Key Responsibilities include:







  • Reads and interprets medical record documentation to identify all diagnosis, conditions, problems and procedures for Evaluation & Management, surgical procedure, radiologic service, pathologic service, ancillary service, radiation oncology, and/or infusion charges.





  • Clarifies conflicting, ambiguous, or non- specific information appearing in a medical record by consulting the appropriate physician.



    Applies Official ICD-10-CM Guidelines to select first-listed diagnosis, primary procedure, complications, co-morbid conditions, other diagnoses and significant procedures which require coding.



    Applies knowledge of ICD-10-CM and CPT-4 instructional notations and conventions to locate and assign the correct diagnostic and procedural codes and sequence them correctly.



    Applies knowledge of current approved ICD-10-CM and CPT-4 coding guidelines to assign and sequence the correct diagnoses and procedure codes.



    Applies knowledge of anatomy, clinical disease processes, and diagnostic and procedural terminology to assign accurate codes to diagnoses and procedures.



    Applies the Basic Coding Guidelines for professional fee physician coding to select and sequence diagnoses, conditions, problems, or other reasons which require coding for professional fee charges.



    Applies knowledge of CPT-4 coding guidelines and notes to locate the correct codes for all services and procedures performed during the encounter and sequence them correctly.

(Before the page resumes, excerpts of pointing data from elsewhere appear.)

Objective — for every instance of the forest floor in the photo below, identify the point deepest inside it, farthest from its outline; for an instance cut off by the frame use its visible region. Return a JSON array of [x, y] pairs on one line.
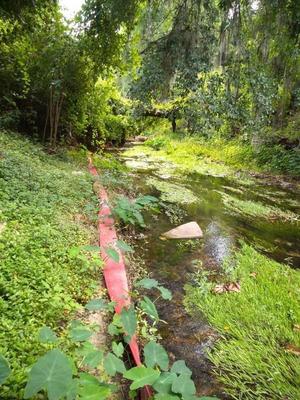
[[250, 299], [48, 207], [246, 339]]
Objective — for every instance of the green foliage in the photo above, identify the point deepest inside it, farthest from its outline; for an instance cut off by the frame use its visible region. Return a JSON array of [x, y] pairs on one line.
[[4, 370], [141, 376], [46, 335], [149, 308], [129, 211], [53, 373], [256, 326], [129, 322], [155, 355]]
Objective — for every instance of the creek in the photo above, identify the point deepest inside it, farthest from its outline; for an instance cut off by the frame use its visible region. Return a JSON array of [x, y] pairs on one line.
[[228, 209]]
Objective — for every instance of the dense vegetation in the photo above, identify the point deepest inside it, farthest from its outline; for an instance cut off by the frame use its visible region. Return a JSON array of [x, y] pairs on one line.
[[256, 358], [214, 85], [227, 69]]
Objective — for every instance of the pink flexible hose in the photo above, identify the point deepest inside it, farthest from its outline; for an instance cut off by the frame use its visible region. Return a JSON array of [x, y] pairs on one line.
[[114, 272]]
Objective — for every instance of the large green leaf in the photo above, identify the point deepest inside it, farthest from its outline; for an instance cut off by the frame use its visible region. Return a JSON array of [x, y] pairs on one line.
[[4, 369], [128, 319], [91, 389], [93, 358], [183, 384], [52, 373], [149, 308], [113, 364], [155, 354], [179, 367], [118, 349], [46, 335], [147, 283], [164, 382], [141, 376]]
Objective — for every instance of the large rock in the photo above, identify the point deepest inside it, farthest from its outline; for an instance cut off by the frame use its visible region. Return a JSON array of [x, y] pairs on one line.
[[191, 230]]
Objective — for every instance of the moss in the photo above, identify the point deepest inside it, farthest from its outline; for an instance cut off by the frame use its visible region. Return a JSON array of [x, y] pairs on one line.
[[256, 209], [257, 326], [47, 205], [173, 193]]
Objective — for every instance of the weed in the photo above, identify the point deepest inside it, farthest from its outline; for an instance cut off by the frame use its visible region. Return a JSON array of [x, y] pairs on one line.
[[258, 326]]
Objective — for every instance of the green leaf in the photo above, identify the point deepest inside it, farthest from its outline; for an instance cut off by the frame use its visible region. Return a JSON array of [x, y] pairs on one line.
[[118, 349], [96, 305], [112, 253], [141, 376], [199, 398], [74, 251], [124, 246], [164, 382], [51, 373], [179, 367], [91, 248], [113, 364], [149, 308], [46, 335], [4, 369], [128, 319], [80, 334], [91, 389], [113, 330], [155, 354], [165, 293], [147, 283], [183, 384], [93, 358]]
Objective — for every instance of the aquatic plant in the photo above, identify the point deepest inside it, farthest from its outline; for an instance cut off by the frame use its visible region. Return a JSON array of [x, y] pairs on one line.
[[171, 192], [256, 209], [256, 354]]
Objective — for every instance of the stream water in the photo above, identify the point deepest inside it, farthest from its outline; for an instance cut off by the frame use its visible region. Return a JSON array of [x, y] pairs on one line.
[[209, 202]]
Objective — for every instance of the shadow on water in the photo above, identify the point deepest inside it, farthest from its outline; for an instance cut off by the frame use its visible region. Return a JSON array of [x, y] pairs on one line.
[[172, 262]]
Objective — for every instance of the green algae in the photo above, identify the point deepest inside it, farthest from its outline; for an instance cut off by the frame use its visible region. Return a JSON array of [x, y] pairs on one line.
[[256, 209], [257, 326], [173, 193]]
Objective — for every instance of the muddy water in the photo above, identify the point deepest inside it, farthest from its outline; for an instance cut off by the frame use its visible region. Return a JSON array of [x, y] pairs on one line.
[[174, 262]]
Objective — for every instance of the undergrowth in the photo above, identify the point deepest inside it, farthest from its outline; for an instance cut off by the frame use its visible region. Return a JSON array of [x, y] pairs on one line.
[[47, 206], [256, 354], [193, 151]]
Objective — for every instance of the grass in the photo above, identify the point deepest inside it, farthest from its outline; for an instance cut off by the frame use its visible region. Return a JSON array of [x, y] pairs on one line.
[[218, 156], [257, 326], [47, 206]]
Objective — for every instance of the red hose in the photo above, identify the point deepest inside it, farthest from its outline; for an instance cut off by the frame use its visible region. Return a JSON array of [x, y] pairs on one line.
[[114, 272]]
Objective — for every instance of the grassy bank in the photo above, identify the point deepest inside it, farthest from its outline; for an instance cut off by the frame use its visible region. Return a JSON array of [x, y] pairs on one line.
[[224, 156], [257, 354], [47, 206]]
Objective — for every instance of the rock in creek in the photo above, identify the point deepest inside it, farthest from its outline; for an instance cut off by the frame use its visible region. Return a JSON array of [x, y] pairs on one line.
[[191, 230]]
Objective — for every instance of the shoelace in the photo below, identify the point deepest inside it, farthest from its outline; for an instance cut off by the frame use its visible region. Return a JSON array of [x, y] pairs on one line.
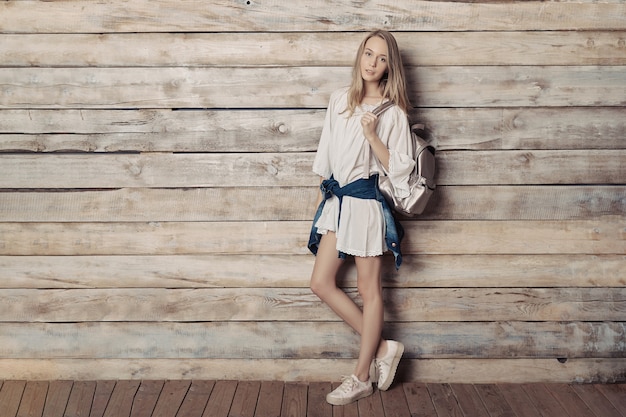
[[379, 367], [347, 384]]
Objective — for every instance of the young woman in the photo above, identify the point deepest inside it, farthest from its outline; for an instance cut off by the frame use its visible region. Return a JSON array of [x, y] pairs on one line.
[[352, 217]]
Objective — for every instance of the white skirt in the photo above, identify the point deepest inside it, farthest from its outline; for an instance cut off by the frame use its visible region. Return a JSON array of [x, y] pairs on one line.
[[361, 229]]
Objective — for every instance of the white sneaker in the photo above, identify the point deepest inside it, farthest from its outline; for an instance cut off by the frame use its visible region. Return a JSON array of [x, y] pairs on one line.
[[350, 390], [388, 364]]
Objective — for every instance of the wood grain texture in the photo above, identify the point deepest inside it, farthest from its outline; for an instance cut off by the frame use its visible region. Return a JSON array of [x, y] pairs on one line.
[[308, 87], [425, 339], [322, 15], [159, 170], [597, 237], [309, 48], [299, 130], [243, 203], [419, 370], [216, 304], [156, 198], [293, 271]]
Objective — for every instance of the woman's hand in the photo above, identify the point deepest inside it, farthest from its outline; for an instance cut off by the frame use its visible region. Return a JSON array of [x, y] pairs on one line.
[[369, 122]]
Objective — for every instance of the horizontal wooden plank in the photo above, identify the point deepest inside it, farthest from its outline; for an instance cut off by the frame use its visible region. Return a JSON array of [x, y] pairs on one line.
[[420, 370], [321, 15], [300, 304], [297, 203], [306, 340], [309, 87], [595, 237], [305, 49], [293, 271], [299, 130], [66, 171]]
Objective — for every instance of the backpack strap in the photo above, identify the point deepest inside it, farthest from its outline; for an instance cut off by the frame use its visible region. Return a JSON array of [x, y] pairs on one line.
[[377, 112], [381, 109]]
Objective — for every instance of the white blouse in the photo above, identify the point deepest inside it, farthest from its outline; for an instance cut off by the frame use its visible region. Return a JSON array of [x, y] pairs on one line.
[[344, 153]]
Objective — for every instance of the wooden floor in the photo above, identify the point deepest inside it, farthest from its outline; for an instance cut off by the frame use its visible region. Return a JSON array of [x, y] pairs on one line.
[[267, 399]]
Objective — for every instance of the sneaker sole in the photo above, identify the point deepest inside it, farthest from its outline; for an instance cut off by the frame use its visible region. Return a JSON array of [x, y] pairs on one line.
[[346, 401], [392, 370]]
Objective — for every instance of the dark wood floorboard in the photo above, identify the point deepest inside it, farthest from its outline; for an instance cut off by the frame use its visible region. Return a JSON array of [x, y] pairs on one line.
[[300, 399]]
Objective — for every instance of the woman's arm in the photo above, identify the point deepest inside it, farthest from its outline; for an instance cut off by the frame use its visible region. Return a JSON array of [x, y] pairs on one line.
[[369, 122]]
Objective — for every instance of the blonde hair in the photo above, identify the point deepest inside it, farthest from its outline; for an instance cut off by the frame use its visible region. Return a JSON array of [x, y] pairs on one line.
[[393, 84]]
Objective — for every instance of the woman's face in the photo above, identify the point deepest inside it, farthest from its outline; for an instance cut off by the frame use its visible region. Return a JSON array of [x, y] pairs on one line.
[[374, 59]]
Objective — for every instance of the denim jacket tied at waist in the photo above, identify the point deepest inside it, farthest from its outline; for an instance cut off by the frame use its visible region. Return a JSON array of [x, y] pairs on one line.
[[364, 189]]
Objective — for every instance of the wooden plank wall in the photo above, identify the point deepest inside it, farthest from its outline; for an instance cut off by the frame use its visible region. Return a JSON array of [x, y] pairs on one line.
[[156, 190]]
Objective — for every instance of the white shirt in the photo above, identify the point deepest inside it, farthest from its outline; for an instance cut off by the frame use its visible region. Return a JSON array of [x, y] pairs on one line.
[[344, 153]]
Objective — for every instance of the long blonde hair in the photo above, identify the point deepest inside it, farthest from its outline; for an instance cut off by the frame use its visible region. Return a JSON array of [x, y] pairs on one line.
[[393, 84]]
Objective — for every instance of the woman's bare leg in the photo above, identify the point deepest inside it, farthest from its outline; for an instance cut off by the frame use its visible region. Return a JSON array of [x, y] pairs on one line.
[[324, 285], [370, 289]]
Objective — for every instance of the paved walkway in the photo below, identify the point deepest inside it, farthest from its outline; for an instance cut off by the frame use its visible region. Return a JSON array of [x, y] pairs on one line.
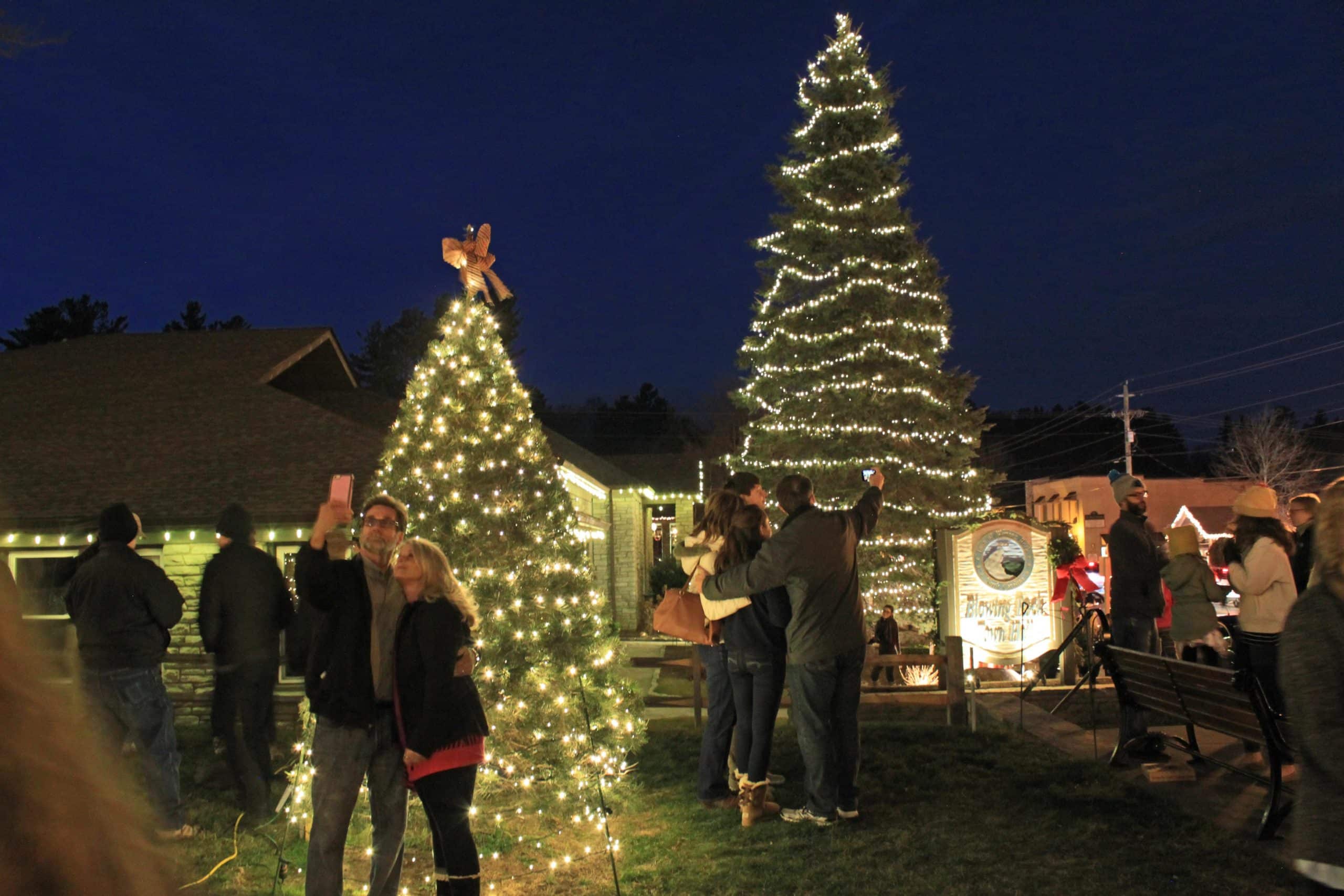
[[1232, 801]]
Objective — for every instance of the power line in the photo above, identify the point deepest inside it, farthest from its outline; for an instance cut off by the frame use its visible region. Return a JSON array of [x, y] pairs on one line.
[[1247, 368], [1266, 400], [1242, 351]]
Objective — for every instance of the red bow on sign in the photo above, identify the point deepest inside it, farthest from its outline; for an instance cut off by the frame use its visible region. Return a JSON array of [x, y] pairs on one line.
[[1081, 574], [472, 260]]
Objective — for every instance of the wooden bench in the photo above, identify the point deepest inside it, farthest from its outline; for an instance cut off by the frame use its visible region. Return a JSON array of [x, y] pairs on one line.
[[1209, 698], [951, 693]]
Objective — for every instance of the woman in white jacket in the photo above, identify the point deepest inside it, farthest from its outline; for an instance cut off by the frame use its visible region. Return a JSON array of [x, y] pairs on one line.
[[1261, 573], [701, 550]]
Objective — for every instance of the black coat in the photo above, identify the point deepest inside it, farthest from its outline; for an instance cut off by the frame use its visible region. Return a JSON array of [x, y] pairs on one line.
[[886, 635], [1136, 568], [1304, 555], [815, 556], [438, 708], [123, 608], [339, 680], [245, 605], [759, 630]]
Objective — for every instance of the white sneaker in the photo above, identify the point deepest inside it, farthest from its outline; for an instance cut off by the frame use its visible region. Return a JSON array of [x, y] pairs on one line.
[[186, 832], [805, 815]]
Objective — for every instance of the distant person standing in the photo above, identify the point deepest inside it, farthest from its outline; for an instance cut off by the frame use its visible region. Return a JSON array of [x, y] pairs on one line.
[[123, 608], [1136, 597], [245, 605], [1301, 512], [815, 556], [887, 637], [1194, 593], [1260, 570]]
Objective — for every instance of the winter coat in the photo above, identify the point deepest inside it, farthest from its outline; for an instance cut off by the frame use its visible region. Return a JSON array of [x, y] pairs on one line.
[[1264, 578], [1194, 594], [437, 708], [339, 680], [245, 605], [1136, 562], [886, 635], [759, 629], [1311, 662], [702, 553], [1304, 556], [123, 608], [815, 556]]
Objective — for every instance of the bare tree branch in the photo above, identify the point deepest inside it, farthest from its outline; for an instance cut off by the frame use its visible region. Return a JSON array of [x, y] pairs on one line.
[[1268, 449]]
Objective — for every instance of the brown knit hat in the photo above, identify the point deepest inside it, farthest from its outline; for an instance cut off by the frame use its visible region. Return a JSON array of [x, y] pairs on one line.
[[1257, 500], [1183, 539], [1122, 486]]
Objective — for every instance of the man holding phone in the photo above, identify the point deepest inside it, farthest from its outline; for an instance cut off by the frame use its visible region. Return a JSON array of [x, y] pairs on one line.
[[815, 555], [350, 688]]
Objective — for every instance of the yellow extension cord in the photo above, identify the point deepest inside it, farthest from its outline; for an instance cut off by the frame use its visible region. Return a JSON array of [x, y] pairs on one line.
[[221, 864]]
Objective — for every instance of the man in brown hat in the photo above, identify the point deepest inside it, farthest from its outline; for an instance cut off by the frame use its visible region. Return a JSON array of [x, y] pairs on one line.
[[1136, 598]]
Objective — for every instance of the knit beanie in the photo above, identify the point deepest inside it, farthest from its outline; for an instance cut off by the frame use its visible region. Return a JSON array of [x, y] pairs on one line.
[[1124, 486], [1258, 500], [1183, 539], [118, 524], [742, 483], [234, 523]]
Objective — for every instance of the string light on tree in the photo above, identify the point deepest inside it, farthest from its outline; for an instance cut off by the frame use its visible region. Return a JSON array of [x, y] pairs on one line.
[[479, 477], [848, 339]]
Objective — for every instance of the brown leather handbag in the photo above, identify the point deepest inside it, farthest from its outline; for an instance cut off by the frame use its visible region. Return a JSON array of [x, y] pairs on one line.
[[680, 616]]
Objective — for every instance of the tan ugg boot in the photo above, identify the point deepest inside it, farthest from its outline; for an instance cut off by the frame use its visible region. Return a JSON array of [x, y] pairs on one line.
[[752, 797]]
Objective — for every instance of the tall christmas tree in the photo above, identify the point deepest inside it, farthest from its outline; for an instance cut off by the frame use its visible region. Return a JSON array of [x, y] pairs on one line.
[[480, 480], [846, 351]]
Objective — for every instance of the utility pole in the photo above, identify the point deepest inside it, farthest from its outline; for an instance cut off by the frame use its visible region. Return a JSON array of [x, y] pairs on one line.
[[1127, 416]]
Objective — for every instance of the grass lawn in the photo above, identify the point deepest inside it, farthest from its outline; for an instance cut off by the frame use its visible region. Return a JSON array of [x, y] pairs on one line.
[[944, 813]]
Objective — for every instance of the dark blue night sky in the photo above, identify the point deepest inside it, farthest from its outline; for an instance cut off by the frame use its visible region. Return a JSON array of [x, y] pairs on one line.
[[1110, 188]]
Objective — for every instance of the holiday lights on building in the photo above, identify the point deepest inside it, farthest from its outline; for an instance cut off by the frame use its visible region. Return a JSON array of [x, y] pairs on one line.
[[847, 345]]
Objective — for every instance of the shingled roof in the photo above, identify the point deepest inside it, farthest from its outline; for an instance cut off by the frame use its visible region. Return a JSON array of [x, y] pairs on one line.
[[176, 425]]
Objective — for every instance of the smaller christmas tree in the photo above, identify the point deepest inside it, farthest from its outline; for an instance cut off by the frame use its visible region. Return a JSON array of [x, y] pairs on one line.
[[480, 480]]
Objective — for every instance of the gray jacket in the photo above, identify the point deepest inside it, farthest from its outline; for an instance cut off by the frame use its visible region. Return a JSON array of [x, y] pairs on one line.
[[815, 556], [1311, 672], [1194, 594]]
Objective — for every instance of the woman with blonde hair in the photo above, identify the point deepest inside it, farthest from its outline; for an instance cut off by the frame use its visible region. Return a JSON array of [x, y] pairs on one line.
[[699, 556], [73, 821], [440, 716], [1312, 676]]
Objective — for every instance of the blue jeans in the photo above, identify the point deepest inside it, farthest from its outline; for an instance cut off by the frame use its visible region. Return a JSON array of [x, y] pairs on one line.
[[1133, 633], [135, 700], [826, 712], [718, 730], [342, 757], [757, 687]]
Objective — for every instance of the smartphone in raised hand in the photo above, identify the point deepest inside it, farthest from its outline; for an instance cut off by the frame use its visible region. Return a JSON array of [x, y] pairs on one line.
[[343, 489]]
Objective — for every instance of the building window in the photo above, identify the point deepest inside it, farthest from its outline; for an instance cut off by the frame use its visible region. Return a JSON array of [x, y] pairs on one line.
[[293, 641], [37, 574], [663, 523]]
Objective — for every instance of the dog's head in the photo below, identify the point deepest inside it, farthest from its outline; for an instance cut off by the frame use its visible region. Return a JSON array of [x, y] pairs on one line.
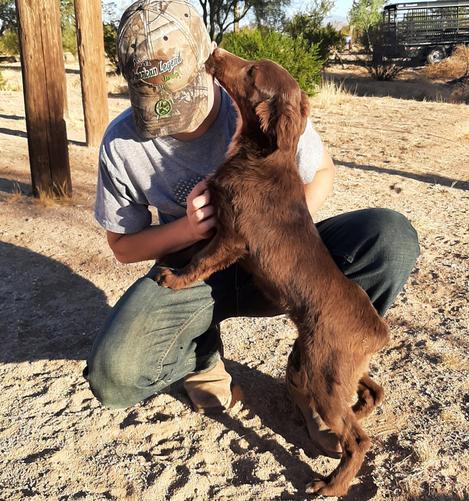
[[268, 97]]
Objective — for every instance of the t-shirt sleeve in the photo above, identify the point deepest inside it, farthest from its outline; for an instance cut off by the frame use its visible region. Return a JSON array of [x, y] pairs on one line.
[[309, 153], [116, 208]]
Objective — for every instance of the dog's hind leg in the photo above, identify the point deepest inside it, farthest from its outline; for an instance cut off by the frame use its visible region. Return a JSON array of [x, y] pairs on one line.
[[370, 394], [355, 443], [219, 253]]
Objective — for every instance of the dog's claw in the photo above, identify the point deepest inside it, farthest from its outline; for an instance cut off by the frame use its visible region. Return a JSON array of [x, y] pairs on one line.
[[165, 277], [315, 486]]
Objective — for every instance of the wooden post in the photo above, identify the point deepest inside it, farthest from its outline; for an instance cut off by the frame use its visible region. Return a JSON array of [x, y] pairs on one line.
[[43, 72], [90, 39]]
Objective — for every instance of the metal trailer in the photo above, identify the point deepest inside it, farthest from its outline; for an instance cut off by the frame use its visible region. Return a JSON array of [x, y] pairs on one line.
[[426, 30]]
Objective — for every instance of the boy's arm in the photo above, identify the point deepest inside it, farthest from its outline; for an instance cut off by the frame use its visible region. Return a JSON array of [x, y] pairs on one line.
[[157, 241], [320, 187]]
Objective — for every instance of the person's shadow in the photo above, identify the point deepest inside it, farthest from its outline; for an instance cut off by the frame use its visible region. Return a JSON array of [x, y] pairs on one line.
[[266, 398], [47, 311]]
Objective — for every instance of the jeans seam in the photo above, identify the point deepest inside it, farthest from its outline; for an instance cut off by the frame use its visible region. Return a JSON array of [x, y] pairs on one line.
[[182, 328]]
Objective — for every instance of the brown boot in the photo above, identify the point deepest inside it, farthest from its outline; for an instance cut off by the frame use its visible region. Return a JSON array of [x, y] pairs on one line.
[[324, 440], [212, 391]]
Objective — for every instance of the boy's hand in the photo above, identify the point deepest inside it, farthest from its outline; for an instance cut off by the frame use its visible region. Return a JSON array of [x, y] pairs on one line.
[[200, 214]]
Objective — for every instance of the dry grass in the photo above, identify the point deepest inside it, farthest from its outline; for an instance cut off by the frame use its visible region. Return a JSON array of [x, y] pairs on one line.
[[61, 278], [455, 66], [331, 93]]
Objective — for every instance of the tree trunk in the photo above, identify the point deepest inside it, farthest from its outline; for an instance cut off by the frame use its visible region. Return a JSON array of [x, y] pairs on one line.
[[90, 39], [43, 72]]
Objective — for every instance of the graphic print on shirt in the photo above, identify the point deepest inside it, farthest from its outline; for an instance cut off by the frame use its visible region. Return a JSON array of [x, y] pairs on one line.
[[184, 187]]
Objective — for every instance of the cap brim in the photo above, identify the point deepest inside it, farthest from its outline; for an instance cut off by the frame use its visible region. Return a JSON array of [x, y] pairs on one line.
[[162, 113]]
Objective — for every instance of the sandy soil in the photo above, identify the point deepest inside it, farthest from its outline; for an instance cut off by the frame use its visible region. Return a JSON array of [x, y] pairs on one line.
[[60, 279]]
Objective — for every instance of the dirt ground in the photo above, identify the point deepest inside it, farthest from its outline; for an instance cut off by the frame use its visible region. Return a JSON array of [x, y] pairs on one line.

    Applies knowledge of government and commercial payer reimbursement guidelines to ensure optimal reimbursement.



    Ability to utilize computerized encoder/grouper as a reference tool for coding.



    Keeps current with ICD-10-CM and CPT-4 code changes, coding guidelines, and coding updates.



    Assist with charge corrections as identified when coding professional fee services.



    Reviews and completes required reporting documents as required by external and internal systems.



    Completes productivity reports and submits them to the manager, supervisor, or lead.



    Consistently meets coding quality standards and thresholds.



    Attends meetings as required.



    Successfully completes required education courses to maintain current coding certification.





Minimum Education: Post High School or equivalent.



Minimum Experience: Two years of coding experience of professional fees (physician/medical office).



Required Courses/Training: Thorough knowledge of medical terminology/anatomy/ physiology. Comprehensive understanding of professional fee coding principles, including knowledge and proper application of assigning ICD and CPT codes, bundling, and modifiers based on regulatory guidelines. Current knowledge, training and experience in ICD-10.



Required Certification/Licensure: CPC, CCS-P, or CCS.



City of Hope is committed to creating a diverse environment and is proud to be an equal opportunity employer. All qualified applicants will receive consideration for employment without regard to race, religion, color, national origin, sex, sexual orientation, gender identity, age, status as a protected veteran, or status as a qualified individual with disability.